Fotocerraduras
Relato voyeur BIS
Antuán
Él se acerca con extrema cautela. Sus pasos se guían en lo oscuro gracias al pequeño haz de luz que hay al final del pasillo. Llega al objetivo. Se reclina un poco, prepara la cámara, enfoca y pulsa el botón rojo virtual. Ya la tiene.
En pocos segundos, la ha publicado —es la quinta o sexta instantánea del último cuarto de hora—, y la ha etiquetado en su red preferida.
Por su lado, ella se dispone a practicar uno de sus vicios más consolidados. Cada noche, después de una dura jornada de trabajo, ya en la cama, sus dedos cobran protagonismo.
Empieza repasando las fotos de sus contactos de Whatsapp. Se salta algunas. Amplía hasta el detalle las que cree más recientes. «Qué patas de gallo tiene Lola», piensa, o «jóder, Pepiño, siempre tan coqueto, tendré que darle un toque». Prosigue su deleite con los estados compartidos. El índice y el pulgar de ambas manos funcionan con una soltura asombrosa, y en pocos segundos ha terminado la primera ronda de su rutina voyerística previa al reposo.

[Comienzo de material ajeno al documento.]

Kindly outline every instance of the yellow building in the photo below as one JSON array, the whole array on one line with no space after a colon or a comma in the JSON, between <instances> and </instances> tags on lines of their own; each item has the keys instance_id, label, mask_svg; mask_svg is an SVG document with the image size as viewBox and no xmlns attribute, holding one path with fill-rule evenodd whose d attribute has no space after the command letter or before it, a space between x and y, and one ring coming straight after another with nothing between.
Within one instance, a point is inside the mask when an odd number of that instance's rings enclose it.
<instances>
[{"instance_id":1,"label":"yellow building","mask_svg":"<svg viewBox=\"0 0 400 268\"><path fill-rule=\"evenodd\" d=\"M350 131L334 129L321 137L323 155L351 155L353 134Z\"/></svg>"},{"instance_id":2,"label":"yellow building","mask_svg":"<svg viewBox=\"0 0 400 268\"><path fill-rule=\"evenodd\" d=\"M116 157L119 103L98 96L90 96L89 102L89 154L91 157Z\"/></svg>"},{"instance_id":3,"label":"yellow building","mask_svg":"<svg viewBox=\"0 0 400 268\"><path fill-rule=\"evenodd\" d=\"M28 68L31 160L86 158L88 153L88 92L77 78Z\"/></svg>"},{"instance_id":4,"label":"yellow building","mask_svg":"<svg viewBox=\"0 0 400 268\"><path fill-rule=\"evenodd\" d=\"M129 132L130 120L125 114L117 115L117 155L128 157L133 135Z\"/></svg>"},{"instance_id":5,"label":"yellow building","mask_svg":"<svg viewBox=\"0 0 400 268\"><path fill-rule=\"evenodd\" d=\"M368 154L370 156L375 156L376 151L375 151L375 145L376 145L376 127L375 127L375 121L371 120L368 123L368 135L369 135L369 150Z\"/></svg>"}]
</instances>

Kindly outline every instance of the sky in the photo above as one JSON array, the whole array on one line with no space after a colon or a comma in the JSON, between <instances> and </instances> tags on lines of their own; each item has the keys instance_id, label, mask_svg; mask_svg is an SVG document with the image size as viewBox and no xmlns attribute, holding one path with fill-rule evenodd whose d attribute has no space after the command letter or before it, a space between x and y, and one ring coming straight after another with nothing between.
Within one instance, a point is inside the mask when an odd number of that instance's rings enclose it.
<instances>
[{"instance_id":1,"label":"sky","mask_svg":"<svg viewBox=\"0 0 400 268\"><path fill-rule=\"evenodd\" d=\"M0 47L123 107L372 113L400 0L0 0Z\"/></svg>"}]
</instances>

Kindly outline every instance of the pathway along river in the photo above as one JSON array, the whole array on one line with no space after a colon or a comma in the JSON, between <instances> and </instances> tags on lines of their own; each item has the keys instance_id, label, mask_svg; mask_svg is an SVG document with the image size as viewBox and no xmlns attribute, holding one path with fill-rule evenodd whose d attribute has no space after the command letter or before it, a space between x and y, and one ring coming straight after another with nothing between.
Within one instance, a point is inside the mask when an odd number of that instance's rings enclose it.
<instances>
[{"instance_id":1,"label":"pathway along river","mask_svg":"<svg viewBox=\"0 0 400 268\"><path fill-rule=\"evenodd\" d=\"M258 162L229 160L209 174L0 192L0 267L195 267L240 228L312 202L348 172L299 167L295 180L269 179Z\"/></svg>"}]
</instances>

Toca Instagram, y descubre la notificación de un seguidor nuevo que la ha mencionado. Trata de averiguar quién es. Nunca se sabe. No está tan sobrada de seguidores como para no mimar a los que se acercan a su perfil.
El nombre no le dice nada, huele a spam, lleno de cifras y letras muy random. No obstante, algo llama su atención en la publicación múltiple donde está etiquetada. La contempla y avanza en la secuencia de imágenes, todas bastante oscuras. En algunas se detiene y hace una pinza. El corazón se le acelera. Casi al final distingue el ojo de una cerradura. En la última, tomada sin ninguna duda a través de esa mirilla, hay un edredón y una mujer consultando su móvil.
Esa noche no puede dormir, aunque sabe que su puerta solo se abre con una tarjeta magnética.